- Born: Adrian Alastair Montague February 1948 (age 78)
- Education: Trinity Hall, Cambridge
- Occupations: Solicitor and businessman
- Spouses: Pamela Evans; Penelope Webb; Innes Daubeney;
- Children: 4

= Adrian Montague =

British solicitor and businessman (born 1948)

Sir Adrian Alastair Montague (born February 1948) is a British solicitor and businessman. He has been the chair of Thames Water since July 2023. He was chairman of the insurance company Aviva from April 2015 to May 2020.

==Early life==
Montague was born in February 1948. He earned a master of arts degree from Trinity Hall, Cambridge.

==Career==
Montague began his career as a solicitor for Linklaters & Paines, where he worked from 1971 to 1994. He worked for the investment bank Dresdner Kleinwort from 1994 to 1997. In 1997, he joined the public sector to serve as the chief executive of the Private Finance Initiative Task Force at HM Treasury until 2000, and deputy chairman of Partnerships UK from 2000 to 2001.

He was the chairman of British Energy from 2002 to 2009.

In 2008, when Montague was chairman of the insurance company Friends Provident, he turned down an offer from the private equity firm J.C. Flowers to take over the company for 150p a share, only to see Clive Cowdery's Resolution buy it 12 months later for a mere 79p a share.

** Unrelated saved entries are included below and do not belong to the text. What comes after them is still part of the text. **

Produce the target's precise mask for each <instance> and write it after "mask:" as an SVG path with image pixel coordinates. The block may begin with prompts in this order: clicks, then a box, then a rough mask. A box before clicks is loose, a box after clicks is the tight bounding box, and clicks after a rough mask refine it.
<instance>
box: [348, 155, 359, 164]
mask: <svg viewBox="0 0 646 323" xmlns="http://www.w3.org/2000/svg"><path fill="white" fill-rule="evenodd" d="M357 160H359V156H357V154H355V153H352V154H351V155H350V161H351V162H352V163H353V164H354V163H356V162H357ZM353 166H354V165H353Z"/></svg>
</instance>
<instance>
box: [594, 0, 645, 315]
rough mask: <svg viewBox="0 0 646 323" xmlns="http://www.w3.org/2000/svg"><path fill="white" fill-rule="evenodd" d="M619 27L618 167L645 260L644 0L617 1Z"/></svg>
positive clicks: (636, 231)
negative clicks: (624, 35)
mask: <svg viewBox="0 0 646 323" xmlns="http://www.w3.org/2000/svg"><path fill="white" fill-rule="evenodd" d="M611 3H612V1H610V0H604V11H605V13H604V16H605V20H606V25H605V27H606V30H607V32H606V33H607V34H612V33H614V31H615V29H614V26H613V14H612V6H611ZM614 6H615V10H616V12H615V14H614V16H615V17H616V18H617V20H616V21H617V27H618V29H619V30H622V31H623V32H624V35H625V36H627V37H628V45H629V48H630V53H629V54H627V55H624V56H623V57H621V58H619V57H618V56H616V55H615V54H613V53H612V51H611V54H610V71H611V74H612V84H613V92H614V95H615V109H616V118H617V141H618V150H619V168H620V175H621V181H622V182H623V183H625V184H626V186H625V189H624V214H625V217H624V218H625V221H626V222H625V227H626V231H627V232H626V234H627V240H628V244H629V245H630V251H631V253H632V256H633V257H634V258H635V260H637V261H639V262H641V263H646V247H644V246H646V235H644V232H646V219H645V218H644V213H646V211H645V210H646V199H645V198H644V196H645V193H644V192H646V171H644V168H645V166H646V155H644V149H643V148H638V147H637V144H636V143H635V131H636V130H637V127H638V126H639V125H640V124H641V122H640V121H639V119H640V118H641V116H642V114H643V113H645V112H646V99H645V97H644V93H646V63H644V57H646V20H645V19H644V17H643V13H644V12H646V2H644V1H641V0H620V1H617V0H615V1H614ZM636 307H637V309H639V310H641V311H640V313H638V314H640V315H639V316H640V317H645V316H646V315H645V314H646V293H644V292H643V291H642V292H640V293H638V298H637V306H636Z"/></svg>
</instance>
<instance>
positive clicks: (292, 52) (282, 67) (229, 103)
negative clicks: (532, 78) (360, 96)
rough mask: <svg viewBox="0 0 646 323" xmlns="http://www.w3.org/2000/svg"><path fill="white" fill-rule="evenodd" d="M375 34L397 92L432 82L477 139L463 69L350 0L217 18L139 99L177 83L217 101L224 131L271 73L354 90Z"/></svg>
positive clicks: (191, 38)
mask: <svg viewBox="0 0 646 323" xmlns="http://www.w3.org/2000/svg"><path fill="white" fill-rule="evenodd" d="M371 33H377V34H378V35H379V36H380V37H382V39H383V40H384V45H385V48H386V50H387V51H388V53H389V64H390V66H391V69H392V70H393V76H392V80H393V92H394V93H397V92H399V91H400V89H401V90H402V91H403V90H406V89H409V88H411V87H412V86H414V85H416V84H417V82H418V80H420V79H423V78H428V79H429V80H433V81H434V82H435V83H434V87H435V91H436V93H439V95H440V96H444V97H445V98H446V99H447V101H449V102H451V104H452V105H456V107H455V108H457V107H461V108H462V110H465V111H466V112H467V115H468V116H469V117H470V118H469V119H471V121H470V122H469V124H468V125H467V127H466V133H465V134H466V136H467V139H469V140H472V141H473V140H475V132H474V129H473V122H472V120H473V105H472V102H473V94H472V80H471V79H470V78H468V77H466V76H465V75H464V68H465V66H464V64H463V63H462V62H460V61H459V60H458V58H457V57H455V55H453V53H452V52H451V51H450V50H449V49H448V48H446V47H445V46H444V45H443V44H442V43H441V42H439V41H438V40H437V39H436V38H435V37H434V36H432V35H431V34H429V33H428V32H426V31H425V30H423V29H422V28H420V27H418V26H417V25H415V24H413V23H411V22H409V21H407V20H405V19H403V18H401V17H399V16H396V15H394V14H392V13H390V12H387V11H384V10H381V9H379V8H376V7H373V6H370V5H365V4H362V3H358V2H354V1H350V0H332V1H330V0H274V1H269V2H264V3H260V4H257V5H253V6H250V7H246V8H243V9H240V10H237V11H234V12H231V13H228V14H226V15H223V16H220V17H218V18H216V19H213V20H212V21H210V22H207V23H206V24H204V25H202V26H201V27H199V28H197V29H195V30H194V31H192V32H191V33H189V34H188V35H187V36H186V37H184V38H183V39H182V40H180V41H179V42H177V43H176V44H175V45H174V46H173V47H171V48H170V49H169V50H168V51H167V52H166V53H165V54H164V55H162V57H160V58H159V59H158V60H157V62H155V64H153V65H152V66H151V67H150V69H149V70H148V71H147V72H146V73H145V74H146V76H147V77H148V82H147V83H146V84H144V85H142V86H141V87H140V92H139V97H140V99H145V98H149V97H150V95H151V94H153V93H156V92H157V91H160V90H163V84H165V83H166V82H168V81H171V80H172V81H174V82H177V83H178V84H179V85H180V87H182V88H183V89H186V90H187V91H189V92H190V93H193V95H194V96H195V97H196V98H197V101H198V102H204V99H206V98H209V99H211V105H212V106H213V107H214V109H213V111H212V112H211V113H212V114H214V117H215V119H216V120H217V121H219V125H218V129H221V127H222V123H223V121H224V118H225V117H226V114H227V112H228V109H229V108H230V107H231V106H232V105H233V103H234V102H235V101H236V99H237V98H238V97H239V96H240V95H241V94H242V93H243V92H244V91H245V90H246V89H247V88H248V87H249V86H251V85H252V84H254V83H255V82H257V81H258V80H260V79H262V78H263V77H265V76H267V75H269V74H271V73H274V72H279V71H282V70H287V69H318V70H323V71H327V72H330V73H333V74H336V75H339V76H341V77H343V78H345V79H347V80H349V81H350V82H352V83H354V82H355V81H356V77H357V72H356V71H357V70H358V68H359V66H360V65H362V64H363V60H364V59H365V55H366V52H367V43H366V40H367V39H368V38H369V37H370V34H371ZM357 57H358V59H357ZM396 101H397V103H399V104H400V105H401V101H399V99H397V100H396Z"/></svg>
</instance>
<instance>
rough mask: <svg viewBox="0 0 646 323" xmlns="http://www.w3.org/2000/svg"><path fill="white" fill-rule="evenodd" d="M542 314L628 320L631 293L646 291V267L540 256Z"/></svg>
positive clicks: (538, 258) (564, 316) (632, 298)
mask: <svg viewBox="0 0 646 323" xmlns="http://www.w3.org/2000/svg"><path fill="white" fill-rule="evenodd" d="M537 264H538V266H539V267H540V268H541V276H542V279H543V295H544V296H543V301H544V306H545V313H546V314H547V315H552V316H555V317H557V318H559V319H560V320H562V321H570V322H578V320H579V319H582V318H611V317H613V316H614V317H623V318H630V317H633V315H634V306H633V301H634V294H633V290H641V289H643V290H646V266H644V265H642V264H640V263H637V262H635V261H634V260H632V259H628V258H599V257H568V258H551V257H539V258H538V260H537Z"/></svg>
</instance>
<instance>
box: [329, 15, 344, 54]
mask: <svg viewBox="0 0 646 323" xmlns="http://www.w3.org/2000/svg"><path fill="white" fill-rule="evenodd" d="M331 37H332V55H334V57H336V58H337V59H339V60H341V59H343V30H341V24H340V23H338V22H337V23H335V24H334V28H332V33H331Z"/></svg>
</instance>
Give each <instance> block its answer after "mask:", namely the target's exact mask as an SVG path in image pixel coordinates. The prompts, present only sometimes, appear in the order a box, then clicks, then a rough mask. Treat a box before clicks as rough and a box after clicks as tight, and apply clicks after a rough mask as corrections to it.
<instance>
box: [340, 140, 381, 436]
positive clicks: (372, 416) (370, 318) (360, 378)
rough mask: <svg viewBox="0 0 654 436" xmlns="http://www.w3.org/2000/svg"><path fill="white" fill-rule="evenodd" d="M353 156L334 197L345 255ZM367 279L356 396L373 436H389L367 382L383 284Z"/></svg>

Montague was the chairman of Aviva from April 2015, succeeding John McFarlane, stepping down in May 2020.

In June 2023, Montague was appointed as chair of the Board at Thames Water and its parent company Kemble Water. His appointment came amid scrutiny on the financial stability of the water company. In February 2024, Montague resigned as chair from Kemble Water but retained his position at Thames Water.

In a May 2025 appearance before the Environment, Food and Rural Affairs Select Committee, Montague claimed that Thames Water's lenders had 'insisted' on the payment of retention bonuses to the company's senior management. Montague later admitted in a letter sent to the committee following his appearance that he "may have misspoken" when he claimed that "creditors insisted on the management retention plan".

In a letter sent by Montague on behalf of Thames Water to the Environment, Food and Rural Affairs Select Committee following his appearance before the committee in May 2025, Montague confirmed that Thames Water had paid retention bonuses to senior executives at the company from a £3bn emergency loan provided by the company's creditors to stabilise the company's finances and prevent its collapse.

==Personal life==
Montague has been married three times. He was married to Pamela Evans from 1970 to 1982; they had a son and two daughters. He was married to Penelope Webb from 1986 to 2009, and they had a son. In 2015, he was married for a third time, to Innes Daubeney.